We got further confirmation that the Bank of England considers 0.1% to be the Lower Bound for official UK interest-rates.

At its meeting ending on 6 May 2020, the MPC voted unanimously to maintain Bank Rate at 0.1%.

That is in their terms quite a critique of the UK banking system as I note the Norges Bank of Norway has cut to 0% this morning and denied it will cut to negative interest-rates ( we know what that means) and of course the ECB has a deposit rate of -0.5% although to keep that it has had to offer Euro area banks a bung ( TLTRO) at -1%

Next comes an area where action was more likely and as I will explain we did get a hint of some.

The Committee voted by a majority of 7-2
for the Bank of England to continue with the programme of £200 billion of UK government bond and sterling
non-financial investment-grade corporate bond purchases, financed by the issuance of central bank reserves, to
take the total stock of these purchases to £645 billion.
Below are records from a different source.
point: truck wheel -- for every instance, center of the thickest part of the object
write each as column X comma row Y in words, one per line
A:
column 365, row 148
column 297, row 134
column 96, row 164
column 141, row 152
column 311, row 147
Two members preferred to increase the target for the
stock of asset purchases by an additional £100 billion at this meeting.

The two who voted for “More! More! More!” were Jonathan Haskel and Michael Saunders. The latter was calling for higher interest-rates not so long ago so he has established himself as the swing voter who rushes to vote for whatever is right in front of his nose. Anyway I suspect it is moot as I expect them all to sing along with Andrea True Connection in the end.

(More, more, more) how do you like it, how do you like it
(More, more, more) how do you like it, how do you like it

What do they expect?

The opening salvo is both grim and relatively good.

The 2020 Q1 estimate of a fall in GDP of around 3% had been informed by a wide range of high-frequency indicators, as set out in the May Monetary Policy Report.

A factor in that will be that the UK went into its version of lockdown later than many others. But then the hammer falls.

The illustrative scenario in the May Report incorporated a very sharp fall in UK GDP in 2020 H1 and a
substantial increase in unemployment in addition to those workers who were furloughed currently. UK GDP was
expected to fall by around 25% in Q2, and the unemployment rate was expected to rise to around 9%. There were large uncertainty bands around these estimates.

As you can see GDP dived faster than any submarine But fear not as according to the Bank of England it will bounce like Zebedee.

UK GDP in the scenario falls by 14% in 2020 as a whole. Activity picks up materially in the latter part of 2020 and into 2021 after social distancing measures are relaxed, although it does not reach its pre‑Covid level until the second half of 2021 . In 2022, GDP growth is around 3%. Annual household consumption growth follows a similar
pattern.

Is it rude to point out that it has been some time since we grew by 3% in a year? If so it is perhaps even ruder to point out that it is double the speed limit for economic growth that the Bank of England keeps telling us now exists. I guess they are hoping nobody spots that.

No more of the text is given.